Puis, au Bangladesh, MSF est le principal fournisseur de services médicaux dans les camps clôturés de Cox’s Bazar, où vivent environ un million de personnes réfugiées d’origine rohingya. Ici, les personnes qui ont fui la violence et la persécution se retrouvent aujourd’hui confinées et se voient interdire l’accès à l’éducation et à l’emploi. Pas plus tard que cet été, une enquête de MSF révélait que près d’une personne sur cinq soumises au dépistage de l’hépatite C avait obtenu un résultat positif; malheureusement, le manque de capacité dans les camps signifie que de nombreux Rohingyas n’auront pas accès à un traitement et ne pourront espérer guérir.
Il y a sept ans, le Canada avait joué un rôle de premier plan dans la réponse mondiale à cette crise. Pourtant, aujourd’hui, il est évident que sa stratégie face aux Rohingyas, qui venait à échéance en mars 2024, n’a pas été renouvelée. Le Canada doit honorer ses engagements envers le peuple Rohingya et la communauté humanitaire, et renouveler sa stratégie sans tarder, en plus d’y consacrer toutes les ressources nécessaires.

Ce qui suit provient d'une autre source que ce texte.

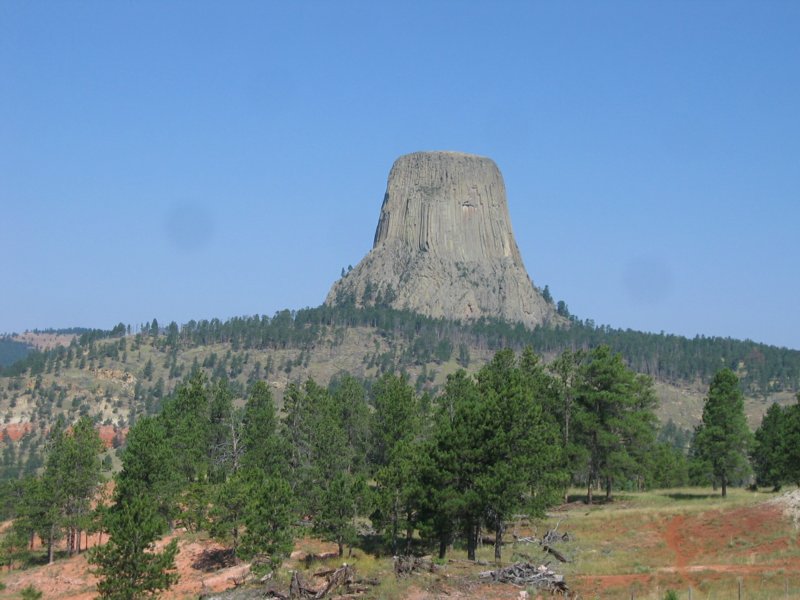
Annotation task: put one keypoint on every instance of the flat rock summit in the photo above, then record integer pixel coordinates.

Mais les dangers ne s’arrêtent pas là pour ces gens : ils subissent aussi les tentatives des États et d’autres acteurs de les confiner, de les expulser et de les dissuader de chercher la sécurité dans d’autres pays. Soyons clairs : les politiques préjudiciables ne dissuadent pas les gens de fuir la violence et de chercher la sécurité; elles les poussent plutôt vers des situations inextricables, comme d’entreprendre de dangereuses traversées en mer qui coûtent régulièrement la vie à des milliers de personnes. Le Canada devrait non seulement répondre à ces crises, mais aussi dénoncer les politiques qui empêchent les gens d’échapper à des situations de violence et de privation, et qui augmentent leur vulnérabilité.
Je remercie le Comité de prendre le temps d’examiner ces questions et le rôle que le Canada peut jouer face à ces urgences. En RDC, au Soudan, au Bangladesh et ailleurs, chaque minute compte pour les personnes contraintes de fuir leur foyer, et dans de tels contextes, l’aide humanitaire est une question de vie ou de mort. MSF continuera à intervenir, mais les humanitaires ne peuvent arrêter les guerres, lever les blocus, ni prévenir les crises qui engendrent les niveaux alarmants de déplacements que nous voyons aujourd’hui. Vous avez la voix et le pouvoir d’agir de manière décisive. Le Canada doit être pleinement engagé dans la résolution des problèmes qui alimentent aujourd’hui ces crises humanitaires. Nous espérons que le Canada pourra trouver la volonté politique et le courage moral de continuer à agir.